Rabbia scatenata anche dalle incredibili dichiarazioni del ‘sultano’ che durante la conferenza stampa di ieri sul luogo della strage ha avuto il coraggio di affermare che “nella letteratura c’è una cosa chiamata incidente sul lavoro e succede anche in altri posti”, paragonando il crollo delle gallerie di Soma ad altre tragedie minerarie, dicendo che “204 persone sono morte in Gran Bretagna nel 1862 e 361 persone nel 1864”.
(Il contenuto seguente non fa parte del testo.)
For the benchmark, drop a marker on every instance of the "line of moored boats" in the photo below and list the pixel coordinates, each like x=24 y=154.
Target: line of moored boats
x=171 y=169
Una sbrigativa e offensiva autoassoluzione per sè e per il partito di governo che ha rinfocolato una protesta popolare partita già in mattinata ad Ankara e subito repressa dalla polizia che ha attaccato con gas e idranti gli studenti dell’università Odtu che sfilavano in corteo diretti alla sede del ministero per l’Energia.
La miniera continua a bruciare, rendendo molto difficile il recupero degli altri cadaveri e di sempre più improbabili sopravvissuti. Alle critiche sulla mancata sicurezza dell’impianto e sulle condizioni di vera e propria schiavitù alla quale erano obbligati i lavoratori, si sommano le denunce sulla cattiva gestione dei soccorsi vista la mancanza, per molte ore, di un bilancio delle vittime realistico e del fatto che l’ospedale di Soma non fosse attrezzato per trattate le ustioni.
E così le proteste si sono rafforzate e proprio a Soma alcune centinaia di persone questa mattina hanno assaltato la sede del Partito della Giustizia e dello Sviluppo. Partito contro il quale ieri sera migliaia di persone sono scese in piazza nel centro di Istanbul, resistendo all’aggressione dei reparti antisommossa e ingaggiando con gli agenti, che hanno fatto ampio uso di idranti, lacrimogeni e pallottole di gomma, una battaglia durata per ore. Numerosi i manifestanti feriti, alcuni dei quali gravemente, e quelli arrestati nel corso degli scontri su via Istiklal e nei quartieri adiacenti. Gli attivisti anti-Erdogan hanno anche lanciato un appello ai cittadini chiedendo loro di sdraiarsi per terra nelle stazioni della metropolitana e per le strade per ricordare le vittime bloccate sotto terra. Ieri sera scontri tra manifestanti e polizia si sono verificati di nuovo anche nella capitale del paese Ankara, nella zona di Kizilay.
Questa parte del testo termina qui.